La répression des forces de Vichy resta initialement très mesurée, principalement parce que les unités de police et de Gendarmerie étaient mal équipées et peu motivées, au point de convenir régulièrement de modus vivendi officieux avec ceux qu’ils étaient censés traquer. Sous la pression allemande, des renforts furent déployés par Vichy en janvier 1944 sous la forme de 3'000 policiers, gendarmes et membres des Groupes Mobiles de Réserve. L’activité accrue des forces gouvernementales poussa les maquisards à se regrouper sur le plateau des Glières à la fin du mois de janvier 1944. Cette concentration restera cependant relative, le plateau n’abrita sans doute jamais plus de 450 résistants simultanément. L’encadrement du maquis était plutôt Gaulliste, même si il compta des éléments appartenant aux Francs-tireurs et Partisans d’obédience communiste. Il resta cependant largement sous-encadré mais disposa d’un armement relativement abondant grâce à des parachutages de matériels par les Britanniques dans les nuits des 14 au 15 février et 4 au 5 mars 1944, où 120 containers furent largués, et surtout du 10 au 11 mars 1944, avec 600 containers, soit environ 90 tonnes d’armes, de munitions et d’autres matériels. Le maquis des Glières subit cependant un très rude coup le 10 mars avec la mort de  son chef, Tom Morel, même si le commandement fut repris quelques jours plus tard par le capitaine Anjot, un officier expérimenté.

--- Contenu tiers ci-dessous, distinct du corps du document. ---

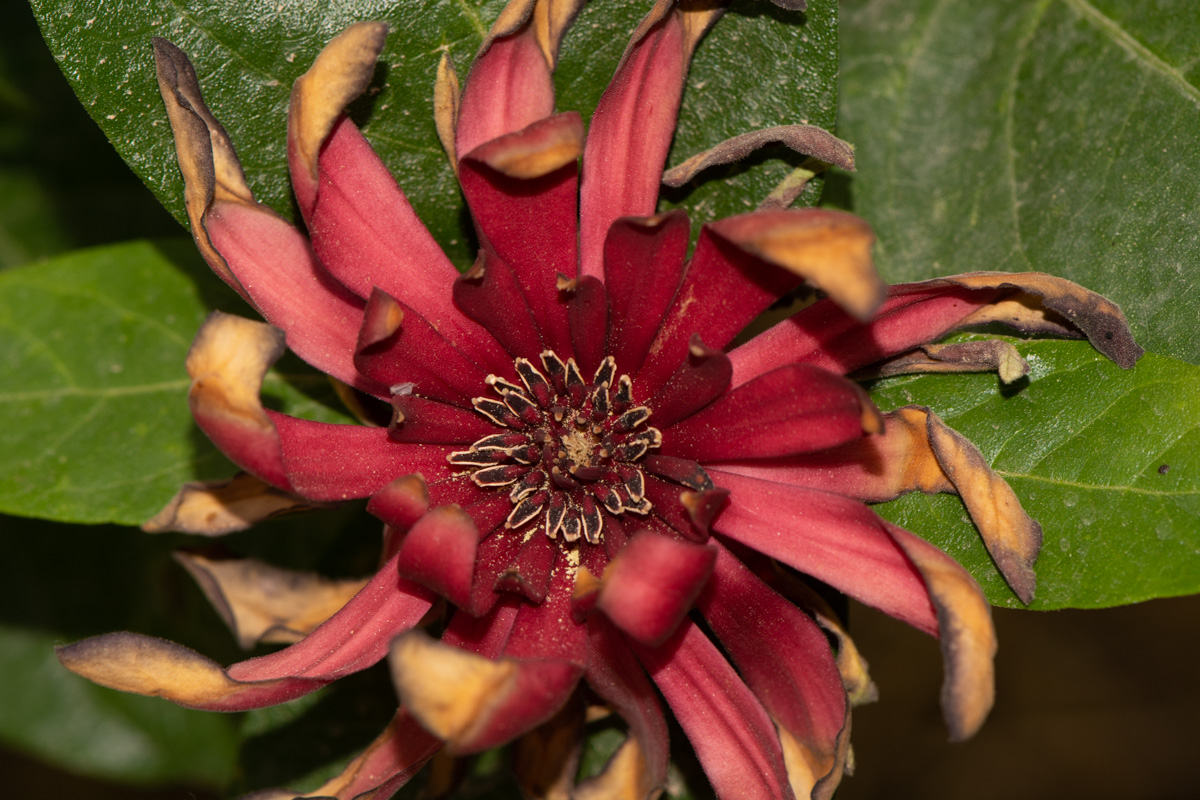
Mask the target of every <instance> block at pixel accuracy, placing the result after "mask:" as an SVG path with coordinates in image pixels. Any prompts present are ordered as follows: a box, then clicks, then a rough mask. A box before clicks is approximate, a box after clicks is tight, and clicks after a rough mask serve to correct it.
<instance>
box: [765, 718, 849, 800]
mask: <svg viewBox="0 0 1200 800" xmlns="http://www.w3.org/2000/svg"><path fill="white" fill-rule="evenodd" d="M775 730H776V732H778V733H779V742H780V745H782V748H784V766H785V768H786V769H787V781H788V783H790V784H791V787H792V792H793V793H794V794H796V798H797V800H808V799H809V798H811V800H829V798H832V796H833V793H834V792H835V790H836V789H838V784H839V783H841V777H842V775H844V774H845V771H846V758H847V754H848V752H850V708H848V706H847V709H846V724H844V726H842V728H841V732H840V733H839V734H838V742H836V750H835V752H832V753H821V752H817V751H815V750H812V748H811V747H809V746H808V745H805V744H804V742H803V741H800V740H799V739H797V738H796V736H794V735H792V733H791V732H790V730H788V729H787V728H785V727H784V726H781V724H779V721H778V720H776V721H775Z"/></svg>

Début mars 1944, des forces de la milice, un peu mieux armées et plus motivées que les forces vichystes déjà présentes dans la région ainsi qu’un détachement de la  157. Reserve-Division de la Wehrmacht furent déployés afin de réduire le maquis des Glières. Dès les 20 et 21 mars 1944, des éléments de la milice mènent des reconnaissances en force, alors que les Allemands étaient à pieds d’œuvre le 25 mars. Le 26 mars, l’artillerie allemande procéda à des tirs de réglage alors que des patrouilles continuèrent à avancer près du plateau. En fin d’après-midi, à la périphérie de celui-ci, un détachement de 157. Reserve-Division d’une cinquantaine d’hommes échangea des tirs durant quelques minutes avec des maquisards. Ces derniers perdirent deux tués, mais les soldats allemands se replièrent. A la suite de cet accrochage le capitaine Anjot ordonna à ses hommes d’évacuer le plateau à à 22h00. Dès lors, les Allemands ne capturent que six retardataires lorsqu’ils débouchèrent sur le plateau le jour suivant. Les pertes des résistants seront cependant très lourdes dans les jours suivants, lorsqu’environ 200 maquisards furent capturés par les forces de Vichy ou les Allemands alors qu’ils tentaient de quitter le secteur, ces derniers fusillant entre 62 et 67 prisonniers.


Les comptes rendus publiés après la disparition du maquis, notamment dans la presse suisse, donneront une toute autre image des événements, l’escarmouche devenant rapidement une bataille, et le détachement allemand se transformant en une division entière, jusqu’à ce que le maquis des Glières devienne un des mythes symbolisant la résistance française à l’occupation.